戯仲遠
1看垂楊連苑、杜若侵沙、愁損未帰眼。
2信馬青楼去、重簾下、娉婷人妙飛燕。
3翠樽共款、聴艶歌・郎意先感。
4便携手・月地雲階裏、愛良夜微暖。
5無限風流疎散、有暗蔵弓履、偸寄香翰。
6明日聞津鼓、湘江上・催人還解春纜。
7乱紅万点、悵断魂・烟水遙遠。
8又争似相携、乗一舸鎮長見。
仲遠に戯れる
1垂楊は苑に連なり、杜若は沙を侵すのが看える、未帰い(あの人を待つ)眼は愁いて損ねる。

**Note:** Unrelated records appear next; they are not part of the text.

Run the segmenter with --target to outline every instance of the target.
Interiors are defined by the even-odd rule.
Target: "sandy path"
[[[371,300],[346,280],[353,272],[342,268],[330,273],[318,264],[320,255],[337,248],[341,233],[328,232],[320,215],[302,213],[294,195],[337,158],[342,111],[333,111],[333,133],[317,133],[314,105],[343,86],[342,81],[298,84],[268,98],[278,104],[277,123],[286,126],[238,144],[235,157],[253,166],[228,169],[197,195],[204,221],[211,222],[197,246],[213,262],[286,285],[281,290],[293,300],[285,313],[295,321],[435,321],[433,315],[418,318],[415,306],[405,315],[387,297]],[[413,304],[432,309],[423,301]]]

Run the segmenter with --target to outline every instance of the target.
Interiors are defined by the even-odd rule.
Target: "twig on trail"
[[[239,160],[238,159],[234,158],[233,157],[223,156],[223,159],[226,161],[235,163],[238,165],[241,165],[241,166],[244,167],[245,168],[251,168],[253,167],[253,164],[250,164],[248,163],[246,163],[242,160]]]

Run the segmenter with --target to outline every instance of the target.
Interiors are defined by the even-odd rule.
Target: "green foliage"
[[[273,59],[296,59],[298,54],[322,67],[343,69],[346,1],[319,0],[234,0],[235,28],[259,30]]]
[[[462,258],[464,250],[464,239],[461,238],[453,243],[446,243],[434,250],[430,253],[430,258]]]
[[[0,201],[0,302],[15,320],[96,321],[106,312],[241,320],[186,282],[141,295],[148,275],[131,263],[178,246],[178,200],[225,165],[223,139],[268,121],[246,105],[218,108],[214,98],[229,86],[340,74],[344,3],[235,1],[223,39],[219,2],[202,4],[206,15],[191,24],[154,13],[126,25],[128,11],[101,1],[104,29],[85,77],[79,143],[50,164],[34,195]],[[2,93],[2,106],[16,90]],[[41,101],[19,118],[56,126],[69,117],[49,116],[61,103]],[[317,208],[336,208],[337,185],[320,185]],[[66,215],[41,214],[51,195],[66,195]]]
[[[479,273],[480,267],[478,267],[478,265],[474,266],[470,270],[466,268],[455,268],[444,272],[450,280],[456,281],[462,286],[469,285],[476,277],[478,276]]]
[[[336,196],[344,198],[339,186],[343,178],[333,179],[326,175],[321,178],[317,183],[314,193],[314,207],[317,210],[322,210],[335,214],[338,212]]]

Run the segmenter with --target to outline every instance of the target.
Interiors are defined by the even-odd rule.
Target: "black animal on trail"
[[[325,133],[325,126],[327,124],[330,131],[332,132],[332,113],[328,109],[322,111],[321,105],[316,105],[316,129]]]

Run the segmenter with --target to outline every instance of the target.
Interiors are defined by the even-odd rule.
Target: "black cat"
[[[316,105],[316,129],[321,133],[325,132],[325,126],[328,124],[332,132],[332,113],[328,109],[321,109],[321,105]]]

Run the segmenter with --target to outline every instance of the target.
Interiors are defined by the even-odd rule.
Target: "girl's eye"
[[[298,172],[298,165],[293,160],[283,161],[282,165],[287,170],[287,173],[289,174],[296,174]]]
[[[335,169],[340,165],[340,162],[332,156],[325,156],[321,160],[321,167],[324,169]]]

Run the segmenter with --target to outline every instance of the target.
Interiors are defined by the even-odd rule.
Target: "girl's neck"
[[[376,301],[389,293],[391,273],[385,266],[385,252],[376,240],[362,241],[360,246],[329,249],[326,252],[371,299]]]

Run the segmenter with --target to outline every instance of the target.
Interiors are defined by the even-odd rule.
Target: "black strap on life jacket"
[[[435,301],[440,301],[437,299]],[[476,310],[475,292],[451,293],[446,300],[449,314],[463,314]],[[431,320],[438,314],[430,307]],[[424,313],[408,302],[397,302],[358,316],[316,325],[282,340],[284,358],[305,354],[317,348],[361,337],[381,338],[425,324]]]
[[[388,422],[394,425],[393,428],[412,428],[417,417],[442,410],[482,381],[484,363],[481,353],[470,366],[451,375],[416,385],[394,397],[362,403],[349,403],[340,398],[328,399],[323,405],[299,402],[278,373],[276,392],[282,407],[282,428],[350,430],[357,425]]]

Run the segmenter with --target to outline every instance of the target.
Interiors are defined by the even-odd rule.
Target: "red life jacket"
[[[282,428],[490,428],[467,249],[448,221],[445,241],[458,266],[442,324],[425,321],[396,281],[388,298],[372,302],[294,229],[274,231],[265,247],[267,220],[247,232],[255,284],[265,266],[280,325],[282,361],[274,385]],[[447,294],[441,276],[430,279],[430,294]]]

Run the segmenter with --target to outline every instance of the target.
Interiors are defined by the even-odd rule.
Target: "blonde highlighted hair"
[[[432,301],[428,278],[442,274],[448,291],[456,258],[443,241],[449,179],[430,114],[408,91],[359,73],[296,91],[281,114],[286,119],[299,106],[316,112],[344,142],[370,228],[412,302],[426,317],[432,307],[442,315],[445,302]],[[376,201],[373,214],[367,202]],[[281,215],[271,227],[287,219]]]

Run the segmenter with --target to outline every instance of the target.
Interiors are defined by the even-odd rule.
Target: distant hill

2馬に信せて青楼に去ったのだ、重なる簾の下、娉婷しい人妙な飛燕のもとへ。
3翠樽を共に款しみ、艶っぽい歌を聴いて、郎の意が先に感かされる。
4便で手を携り、月地雲階の裏、良夜と微暖を愛した。
5無限い風流も疎散き、暗に弓履を蔵し、偸と香翰を寄せて有る。
6明日(の夕暮れ)には津の鼓を聞いて、湘江の上で、人を催て還た春の纜を解かせる。
7万点もの乱る紅、悵断しい魂、烟る水は遙か遠い。
8又た争似も相携って、一舸に乗り鎭長に見いましょう、と。
淳熙十三年(1186)、三十二歳の作。 0眉嫵:別名を百宜嬌という。 仲遠:白石の友人、呉興(浙江湖州)の人。 1杜若:香草の名。別名を杜蘅という。カキツバタ。『楚辞』「九歌・湘君」に「采芳洲兮杜若、将以遺兮下女」とある。 2青楼:妓楼をいう。 飛燕:趙飛燕。漢の成帝の皇后で、舞を善くした。 4月地雲階:仙境をいう。唐・牛僧孺「周秦行紀」に「香風引到大羅天、月地雲階拝洞仙」とある。 5弓履:女性の履く刺繍のある靴。 香翰:香りのある書簡。ラブレターをいう。 6春纜:船を繋ぐともづな。 8舸:大きな船。 鎮長:久しい。石孝友「洞仙歌(芙蓉院宇)」に「尽従他、烏兔促年華、看緑鬢朱顔、鎮長依旧」とある。